Lessons from Marathon Training

Feb 22, 2016

Three things I have discovered while training for the San Francisco Marathon:

The importance of breaking a big problem into many small, solvable chunks.

I did a lot of treadmill running this winter, and believe me when I say running 10+ miles on a treadmill is very boring. I’d even venture to say that treadmill running is boring in a convex way, which through Jensen’s Inequality, implies that running 10 miles is a lot more boring than running 5 miles twice.

One trick I learned is to divide the workout into smaller pieces, sometimes 400m, sometimes one mile, and not think about all the distance left between you and the finish line.

When you’re at mile 15, it’s not the thought of the next mile tires you out and exhausts your mettle, rather, it’s the fact that you still have 11 whole miles to go until the finish line. If you can, for a while, forget that you have 11 miles to go, and just focus on doing the next mile, you’ll be fighting a more familiar problem. You could run a mile in middle school, way before you started marathon training, so you can easily run another mile now.

Rinse and repeat.

This is a little bit harder than it seems and requires a lot of focus, but once you learn to ignore the overall distance and just focus on finishing one mile at-a-time, a 26-mile race becomes a bunch of quick miles you have to knock out.

The importance of resting without stopping.

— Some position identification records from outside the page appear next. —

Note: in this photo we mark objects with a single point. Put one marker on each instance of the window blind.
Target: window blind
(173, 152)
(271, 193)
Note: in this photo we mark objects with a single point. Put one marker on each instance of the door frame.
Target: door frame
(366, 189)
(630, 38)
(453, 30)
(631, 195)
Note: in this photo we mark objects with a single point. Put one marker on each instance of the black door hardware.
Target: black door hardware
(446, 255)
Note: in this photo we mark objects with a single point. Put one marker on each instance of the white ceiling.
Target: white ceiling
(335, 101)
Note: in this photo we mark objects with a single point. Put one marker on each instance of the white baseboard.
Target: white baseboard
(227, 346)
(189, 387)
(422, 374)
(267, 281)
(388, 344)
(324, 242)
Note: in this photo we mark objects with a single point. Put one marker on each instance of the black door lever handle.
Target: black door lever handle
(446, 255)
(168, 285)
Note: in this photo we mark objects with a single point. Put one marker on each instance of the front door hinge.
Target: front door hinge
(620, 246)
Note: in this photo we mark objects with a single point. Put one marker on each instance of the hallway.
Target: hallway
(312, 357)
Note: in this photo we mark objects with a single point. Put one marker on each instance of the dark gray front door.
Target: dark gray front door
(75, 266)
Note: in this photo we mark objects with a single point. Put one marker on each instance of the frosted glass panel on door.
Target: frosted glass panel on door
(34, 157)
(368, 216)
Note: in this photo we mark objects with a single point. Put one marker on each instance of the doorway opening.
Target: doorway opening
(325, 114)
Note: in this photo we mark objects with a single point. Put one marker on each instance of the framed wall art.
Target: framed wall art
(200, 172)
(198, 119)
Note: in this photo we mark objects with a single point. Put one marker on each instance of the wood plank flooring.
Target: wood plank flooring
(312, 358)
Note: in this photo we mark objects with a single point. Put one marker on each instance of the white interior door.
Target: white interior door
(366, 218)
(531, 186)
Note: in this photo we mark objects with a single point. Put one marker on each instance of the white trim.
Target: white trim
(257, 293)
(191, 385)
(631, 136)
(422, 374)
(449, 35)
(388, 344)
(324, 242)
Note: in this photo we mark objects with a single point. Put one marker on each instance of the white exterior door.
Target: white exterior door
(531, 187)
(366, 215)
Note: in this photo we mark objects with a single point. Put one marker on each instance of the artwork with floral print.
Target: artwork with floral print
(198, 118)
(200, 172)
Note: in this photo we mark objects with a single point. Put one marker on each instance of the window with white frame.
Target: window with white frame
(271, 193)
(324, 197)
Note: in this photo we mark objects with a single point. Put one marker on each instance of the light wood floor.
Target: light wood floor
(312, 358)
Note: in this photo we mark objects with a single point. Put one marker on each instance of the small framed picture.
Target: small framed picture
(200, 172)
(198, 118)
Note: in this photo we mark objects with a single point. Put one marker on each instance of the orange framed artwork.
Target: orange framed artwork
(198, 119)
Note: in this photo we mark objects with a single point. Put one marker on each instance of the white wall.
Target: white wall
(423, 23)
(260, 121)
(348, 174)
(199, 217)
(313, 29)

In order to run very long distances, I’ve discovered the importance of resting and recharging without stopping. Even if it means running at a walking pace, keep running, albeit slowly, until you feel recharged and can resume your normal pace. The moment you stop moving your feet and hit a standstill, it’s hard to start moving your feet again.

I think this is one reason why training is so heavy - marathon runners train upwards of 60 miles/week at peak. With each training run, you’re really building a baseline so that running at a slow pace feels the same as resting.

Running is physically taxing but strategically easy.

Running is easy because it does not require a ton of planning. The course is planned out for you, and you don’t have to think about strategy. It’s the physical equivalent of an infinite loop. One foot in front of the other until you’re done. There is very little confusion. The goal is clear, you just have to execute.